Bruno Lüscher ist vierfacher Familienvater, Ehemann und in der Pflege tätig. Er kennt darum ganz verschiedene Perspektiven auf das Thema Wohnen in der Zukunft: von sich selbst, von alten Menschen und von seinen Kindern, die gerade ins eigene Leben starten.

Die Welt dreht sich: Wie informierst du dich über Zukunftsthemen und Entwicklungen?
Ich bin klassisch mit der Tageszeitung unterwegs, vor allem beim Morgentisch oder am Wochenende. Am Arbeitsort oder in der Bibliothek, in der ich aushelfe, wird auch darüber geredet. Man tauscht sich über die Themen aus, die einen bewegen.

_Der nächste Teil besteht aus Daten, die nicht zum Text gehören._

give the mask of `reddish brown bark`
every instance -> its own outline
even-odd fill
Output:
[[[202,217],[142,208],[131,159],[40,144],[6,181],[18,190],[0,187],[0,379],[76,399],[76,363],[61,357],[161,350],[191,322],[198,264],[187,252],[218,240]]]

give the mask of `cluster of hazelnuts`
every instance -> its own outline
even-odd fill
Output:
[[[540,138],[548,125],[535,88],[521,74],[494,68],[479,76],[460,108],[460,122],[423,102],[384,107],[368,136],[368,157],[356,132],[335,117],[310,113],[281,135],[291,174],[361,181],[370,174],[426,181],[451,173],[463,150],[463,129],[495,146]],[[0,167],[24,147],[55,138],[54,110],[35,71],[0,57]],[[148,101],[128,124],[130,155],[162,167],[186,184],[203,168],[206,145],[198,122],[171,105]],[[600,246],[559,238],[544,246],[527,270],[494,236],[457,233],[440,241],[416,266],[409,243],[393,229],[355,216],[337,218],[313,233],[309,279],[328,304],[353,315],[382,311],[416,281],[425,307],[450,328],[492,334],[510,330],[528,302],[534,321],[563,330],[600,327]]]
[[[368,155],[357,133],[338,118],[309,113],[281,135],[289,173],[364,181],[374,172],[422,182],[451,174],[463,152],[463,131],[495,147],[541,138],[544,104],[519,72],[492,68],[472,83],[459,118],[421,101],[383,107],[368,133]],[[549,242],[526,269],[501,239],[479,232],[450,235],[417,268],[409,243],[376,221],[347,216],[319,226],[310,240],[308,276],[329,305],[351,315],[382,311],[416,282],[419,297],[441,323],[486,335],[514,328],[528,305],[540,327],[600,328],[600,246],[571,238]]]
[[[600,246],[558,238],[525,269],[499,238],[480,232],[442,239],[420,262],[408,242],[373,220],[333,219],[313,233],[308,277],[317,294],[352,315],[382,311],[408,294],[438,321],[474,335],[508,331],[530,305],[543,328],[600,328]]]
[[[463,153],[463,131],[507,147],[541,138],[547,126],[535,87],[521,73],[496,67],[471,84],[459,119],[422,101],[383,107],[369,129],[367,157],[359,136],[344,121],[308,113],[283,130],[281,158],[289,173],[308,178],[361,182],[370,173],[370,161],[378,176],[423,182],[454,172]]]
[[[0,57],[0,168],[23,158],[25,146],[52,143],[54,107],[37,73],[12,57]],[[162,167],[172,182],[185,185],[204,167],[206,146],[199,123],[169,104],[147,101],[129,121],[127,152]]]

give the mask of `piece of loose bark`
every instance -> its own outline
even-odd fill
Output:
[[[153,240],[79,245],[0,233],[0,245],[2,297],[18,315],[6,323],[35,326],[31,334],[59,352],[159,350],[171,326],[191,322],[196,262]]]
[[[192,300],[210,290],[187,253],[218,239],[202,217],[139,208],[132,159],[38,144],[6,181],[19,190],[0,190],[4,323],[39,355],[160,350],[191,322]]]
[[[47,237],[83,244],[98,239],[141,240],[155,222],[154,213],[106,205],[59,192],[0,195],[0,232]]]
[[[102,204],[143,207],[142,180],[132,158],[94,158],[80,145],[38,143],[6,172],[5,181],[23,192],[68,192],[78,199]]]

Wie ist die Stimmung, wenn ihr euch austauscht?
Die Grundstimmung ist schon eher besorgt, vor allem wegen des schnellen Tempos: Alles scheint extremer zu werden, das Schwarz-Weiss-Denken nimmt zu. Aber die persönlichen Gespräche über die Zukunft sind eher positiv. Mein Umfeld und ich leben grundsätzlich sicher und gesund, auch wenn uns einzelne Punkte schon Sorgen machen. Wie zum Beispiel, dass alles teurer wird.

Wie bist du persönlich neuen Entwicklungen gegenüber eingestellt?
Ich interessiere mich für neue Entwicklungen: So sind mir Nachhaltigkeit und mein eigener Fussabdruck sehr wichtig. Die Kinder tragen solche Fragen auch mit nach Hause. Sie hinterfragen vieles – das tut gut und ist auch nötig!

Mit der Digitalisierung tue ich mich manchmal schwer. Ich bin eher analog unterwegs und schaue einfach, dass ich damit zurechtkomme und den Anschluss nicht verliere. Grundsätzlich blicke ich aber positiv in die Zukunft. Das Älterwerden ist natürlich ein wichtiges Thema. Aber so ist das Leben: Die Jungen lösen die Alten ab, es ist ein Zyklus. Und es gibt auch Dinge, auf die ich mich freue, zum Beispiel Enkelkinder. Beim Wohnen muss man sich anpassen können und die eigenen Ansprüche überdenken. Ich habe ein grosses Vertrauen, dass meine Familie und die Gesellschaft gute Entscheidungen treffen werden. Es wird vielleicht nicht immer einfach, wenn mit dem Alter Veränderungen kommen – aber es scheint mir machbar.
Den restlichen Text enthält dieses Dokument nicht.